Fanny McIan painted epic historical scenes and intimate domestic scenes. She had her first exhibit at the Royal Academy in 1836. Her sentimental prints such as "Exiles from Erin" (1838) proved especially popular. One of her private students was John Leech, who drew caricatures for Punch magazine.

Fanny McIan was the first superintendent of London's Female School of Design (later the Royal Female School of Art, which merged with the Central School of Arts and Crafts in 1908), which opened with government funding in 1842. The school was launched to train respectable young women in need of employment to be porcelain painters and otherwise enter industrial careers, but McIan's curriculum included more fine arts subjects (oil painting, wood engraving), and attracted comfortable middle-class students as well.
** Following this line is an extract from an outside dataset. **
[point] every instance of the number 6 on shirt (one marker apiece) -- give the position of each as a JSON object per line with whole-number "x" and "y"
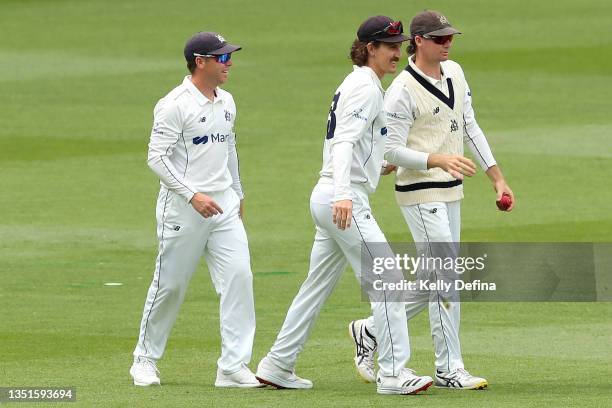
{"x": 331, "y": 122}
She was particularly chastised for allowing women students to learn figure drawing from nude models. Charles Dickens was a correspondent of McIan's, and agreed with her complaints that the original building and its location were ill-suited for art education. The distance between the school's stated mission and McIan's practices led to her termination in 1857.

==Personal life==
Fanny McIan was widowed in 1856. She remarried within a few years, to businessman Richard James Unwin. She was widowed a second time in 1864, and inherited a significant fortune, and property in Argyll. After her second marriage she did not exhibit her art in public. Fanny McIan died in 1897, in her eighties.